Физика, впрочем, не перешла сразу в руки Снесаревой: гимназист нерешительно удерживал учебник в своих руках, гимназистка нерешительно тянула его к себе, – очевидно, оба не торопились расстаться.
– Нина Васильевна?
– Да?
– Мне надо с вами объясниться…
– Да…
– Тогда на именинах у Даниловских я вас не пригласил на вальс… не потому, что я скотина… а потому, что вы сами… меня мучили.
– Не понимаю.
– Нам надо объясниться. Но я не могу прийти к вам, потому что у вас тысяча и одна тетка.
– Да…
Не всегда Ева соблазняет Адама. Бывают такие исключительные случаи, когда и Адам соблазняет Еву…
Что ж, раз уж пришла в гимназию за Краевичем, а тут можно заодно распутать, хотя бы и в физическом кабинете, узел старых размолвок и недомолвок, – глупо, вздернув нос, фыркнуть и уйти. Васенькина гордость, очевидно, лопнула. Значит, можно его временно простить, хотя он ничуть не виноват: ведь она же сама на этих именинах обставила себя, как царица Тамара, двумя пехотными юнкерами, драгунами-вольноопределяющимися и киевским студентом. Нарочно! Чтобы доказать ему, что она не очень в капризных семиклассниках нуждается…
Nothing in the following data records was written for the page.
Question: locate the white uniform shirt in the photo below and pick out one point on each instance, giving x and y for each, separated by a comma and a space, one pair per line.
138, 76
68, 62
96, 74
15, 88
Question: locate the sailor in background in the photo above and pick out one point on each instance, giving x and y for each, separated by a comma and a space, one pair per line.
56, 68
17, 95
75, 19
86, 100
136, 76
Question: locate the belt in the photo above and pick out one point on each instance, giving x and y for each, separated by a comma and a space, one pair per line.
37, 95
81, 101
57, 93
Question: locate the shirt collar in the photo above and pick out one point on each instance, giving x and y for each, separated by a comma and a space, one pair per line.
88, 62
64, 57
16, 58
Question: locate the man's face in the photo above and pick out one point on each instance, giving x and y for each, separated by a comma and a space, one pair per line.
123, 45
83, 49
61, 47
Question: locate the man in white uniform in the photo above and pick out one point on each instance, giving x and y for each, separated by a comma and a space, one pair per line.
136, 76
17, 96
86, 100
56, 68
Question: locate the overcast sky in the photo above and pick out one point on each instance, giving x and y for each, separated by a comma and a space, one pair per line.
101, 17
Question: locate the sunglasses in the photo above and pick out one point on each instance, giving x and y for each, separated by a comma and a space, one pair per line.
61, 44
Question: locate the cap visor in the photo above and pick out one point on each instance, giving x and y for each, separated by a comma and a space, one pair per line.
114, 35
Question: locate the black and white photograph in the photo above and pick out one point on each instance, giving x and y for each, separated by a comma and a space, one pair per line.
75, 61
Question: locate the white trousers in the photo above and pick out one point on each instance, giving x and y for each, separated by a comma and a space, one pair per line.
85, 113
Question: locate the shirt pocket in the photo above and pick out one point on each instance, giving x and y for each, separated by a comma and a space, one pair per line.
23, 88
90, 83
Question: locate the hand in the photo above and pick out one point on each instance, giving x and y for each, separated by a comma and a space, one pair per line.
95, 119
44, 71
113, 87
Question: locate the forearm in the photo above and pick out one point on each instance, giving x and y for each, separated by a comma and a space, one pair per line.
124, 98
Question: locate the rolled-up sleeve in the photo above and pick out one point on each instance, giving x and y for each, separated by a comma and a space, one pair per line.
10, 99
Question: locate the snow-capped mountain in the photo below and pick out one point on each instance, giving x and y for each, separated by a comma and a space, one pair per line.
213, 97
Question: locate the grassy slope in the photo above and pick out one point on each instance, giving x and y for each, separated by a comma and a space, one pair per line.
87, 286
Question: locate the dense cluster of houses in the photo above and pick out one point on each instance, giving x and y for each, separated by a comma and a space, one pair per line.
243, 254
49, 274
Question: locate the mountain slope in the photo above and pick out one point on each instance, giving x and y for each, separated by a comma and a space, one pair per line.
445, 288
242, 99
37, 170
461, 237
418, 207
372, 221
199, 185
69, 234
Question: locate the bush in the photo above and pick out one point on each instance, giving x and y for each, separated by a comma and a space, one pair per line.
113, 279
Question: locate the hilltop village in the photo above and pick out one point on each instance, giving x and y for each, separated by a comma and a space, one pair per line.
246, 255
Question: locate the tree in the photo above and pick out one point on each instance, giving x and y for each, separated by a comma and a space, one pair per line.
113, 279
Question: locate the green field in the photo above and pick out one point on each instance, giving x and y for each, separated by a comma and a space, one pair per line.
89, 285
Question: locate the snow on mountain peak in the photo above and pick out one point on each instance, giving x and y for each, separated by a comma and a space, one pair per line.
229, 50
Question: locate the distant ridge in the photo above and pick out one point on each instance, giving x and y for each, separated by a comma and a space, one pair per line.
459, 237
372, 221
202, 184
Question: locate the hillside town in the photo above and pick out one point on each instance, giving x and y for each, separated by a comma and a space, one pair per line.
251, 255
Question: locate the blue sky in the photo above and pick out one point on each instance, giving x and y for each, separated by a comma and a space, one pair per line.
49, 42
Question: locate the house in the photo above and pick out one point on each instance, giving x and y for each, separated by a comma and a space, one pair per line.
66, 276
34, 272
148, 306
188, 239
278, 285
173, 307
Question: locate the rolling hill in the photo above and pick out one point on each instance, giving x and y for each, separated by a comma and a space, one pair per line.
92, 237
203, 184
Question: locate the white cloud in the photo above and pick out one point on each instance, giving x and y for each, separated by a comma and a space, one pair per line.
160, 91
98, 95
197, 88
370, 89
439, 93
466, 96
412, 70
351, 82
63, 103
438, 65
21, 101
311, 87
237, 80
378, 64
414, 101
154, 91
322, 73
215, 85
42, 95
Под аккомпанемент этих мыслей она, затаив дыхание, как загипнотизированная, прошуршала за ним неземными шагами по паркету до дверей физического кабинета.
Васенька легче ветра приоткрыл толчком дверь, пропустил вперед Нину и, балансируя на носках, вошел в большую, уставленную шкафами с приборами комнату. Плотно прикрыл за собою дверь. Тишина… Внизу глухо кашлянул Никита, в зале деловитым баском отозвалось эхо.
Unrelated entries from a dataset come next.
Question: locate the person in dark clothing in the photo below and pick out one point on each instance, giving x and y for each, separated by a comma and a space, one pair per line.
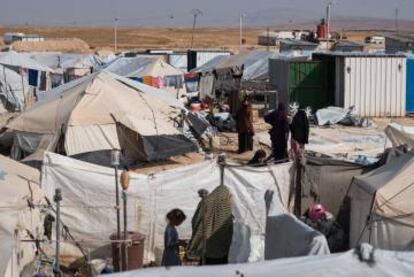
279, 133
171, 255
299, 130
245, 126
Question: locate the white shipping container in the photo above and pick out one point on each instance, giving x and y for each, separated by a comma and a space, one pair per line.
375, 85
205, 56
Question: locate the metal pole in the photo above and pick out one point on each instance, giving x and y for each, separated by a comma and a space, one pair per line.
118, 218
328, 19
192, 33
222, 163
204, 249
397, 23
298, 188
116, 34
57, 198
268, 40
124, 198
241, 32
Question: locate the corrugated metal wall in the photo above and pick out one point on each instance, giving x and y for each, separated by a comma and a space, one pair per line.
178, 61
410, 86
279, 76
376, 86
309, 84
204, 57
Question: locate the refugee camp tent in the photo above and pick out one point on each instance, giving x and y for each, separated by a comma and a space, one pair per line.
151, 71
35, 73
357, 263
150, 197
382, 212
287, 236
400, 135
12, 90
20, 216
88, 118
17, 60
69, 66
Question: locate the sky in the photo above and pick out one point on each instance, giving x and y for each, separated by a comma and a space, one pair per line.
178, 12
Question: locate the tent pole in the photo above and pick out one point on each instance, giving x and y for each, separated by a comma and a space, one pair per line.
24, 95
57, 198
298, 188
124, 198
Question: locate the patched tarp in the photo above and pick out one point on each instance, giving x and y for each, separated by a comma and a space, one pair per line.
382, 212
89, 195
384, 263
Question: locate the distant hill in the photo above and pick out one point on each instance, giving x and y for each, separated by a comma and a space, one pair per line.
282, 18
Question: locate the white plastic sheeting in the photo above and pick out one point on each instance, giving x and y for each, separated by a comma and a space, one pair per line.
12, 89
382, 212
400, 135
287, 236
89, 195
344, 143
14, 59
385, 263
84, 139
142, 66
18, 185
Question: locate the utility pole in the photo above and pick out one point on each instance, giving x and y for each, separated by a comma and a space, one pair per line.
397, 23
57, 198
241, 31
116, 34
268, 39
195, 13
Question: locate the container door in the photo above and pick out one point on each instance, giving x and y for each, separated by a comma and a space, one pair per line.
309, 84
410, 86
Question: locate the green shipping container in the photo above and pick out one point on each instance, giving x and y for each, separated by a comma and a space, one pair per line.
309, 83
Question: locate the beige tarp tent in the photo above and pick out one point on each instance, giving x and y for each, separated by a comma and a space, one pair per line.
150, 66
400, 135
382, 211
19, 186
95, 115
Они уселись по-приятельски рядом на широком черном столе – и в то же мгновенье, схватив друг друга за руки, как вспугнутые воробьи, соскочили на пол. Из простенка за шкафом шевельнулись и застыли на фоне морозного окна два силуэта.
– Господи помилуй! Классная дама Ниночкиного класса, Анна Ивановна и… учитель пения Добрыш-Збановский… Хризантема с луком!
* * *
Разговор был короткий. Учитель пения крякнул, будто рюмкой перцовки поперхнулся, провел обшлагом вицмундира по толстым усам и, подойдя вокруг стола к Васеньке, обратился к нему с не совсем подходящим по обстоятельствам дела вопросом:
– Как поживаете, вьюноша?..
И, не дожидаясь ответа, последовал к дверям. В дверях, чтобы подчеркнуть свою независимость и показать, что в физический кабинет его занесло по совершенно неотложному делу (камертон свой, должно быть, там забыл), он не спеша вынул портсигар, закурил и вразвалку пошел вдоль зала к лестнице, плотно придавливая шашки паркета.
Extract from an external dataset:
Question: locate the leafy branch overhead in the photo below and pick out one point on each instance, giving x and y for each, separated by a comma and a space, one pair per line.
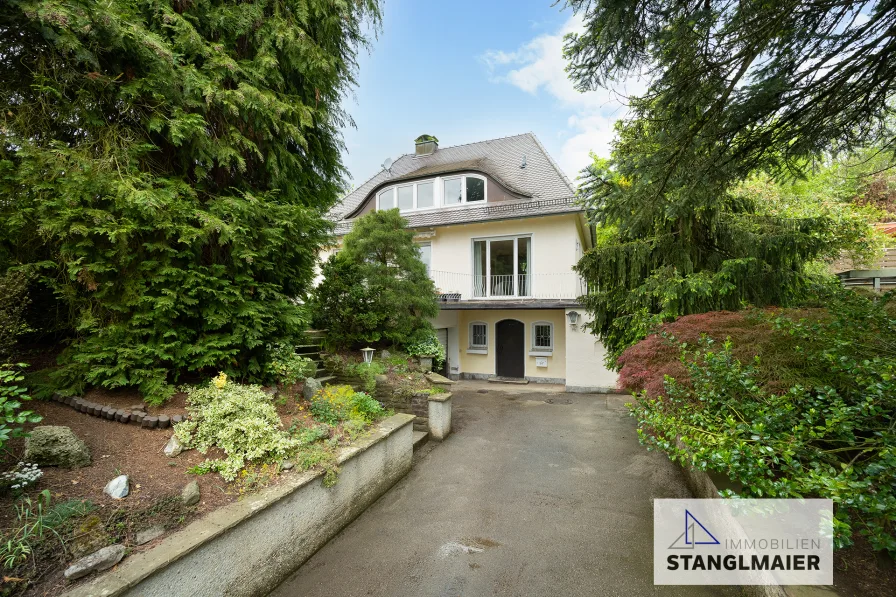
737, 90
166, 168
Но Анна Ивановна своей роли не выдержала. В шкафу, к которому она прикоснулась, нервно задребезжало какое-то стеклянное сооружение. Разливающегося зарева на плотных щеках, ушах и шее в полумгле видно не было, но короткое взволнованное дыхание походило на приближающийся самум… Ей бы, конечно, надо было если не закурить, то хоть спросить Ниночку обволакивающим голосом старой подруги:
«Кстати, Ниночка, у кого ваша мама себе ротонду шила?»
В крайнем случае можно было промолчать и разойтись, как облака расходятся в вечернем небе – каждое своей дорогой. Но вместо того классная дама, словно индюшка на утенка, зашипела, налетела на гимназистку, хотя та и без того в позе умирающего лебеденка беспомощно прислонилась к столу.
– Вам что здесь нужно, госпожа Снесарева?! В такой час?! В стенах гимназии! Не-слы-ханно!! Что?!
Гимназист, как опытный стрелочник, перед самым носом летящего на всех парах не на тот путь поезда, круто перевел стрелку. Быстро наклонился к Ниночке, взял ее за локоть, встряхнул и слегка подтолкнул к дверям…
Трепетные шаги смолкли. Обморок в физическом кабинете со всеми своими бездонными последствиями, – слава богу, прошел над головой, не разрядился. Наедине справиться с Анной Ивановной было совсем уже не трудно.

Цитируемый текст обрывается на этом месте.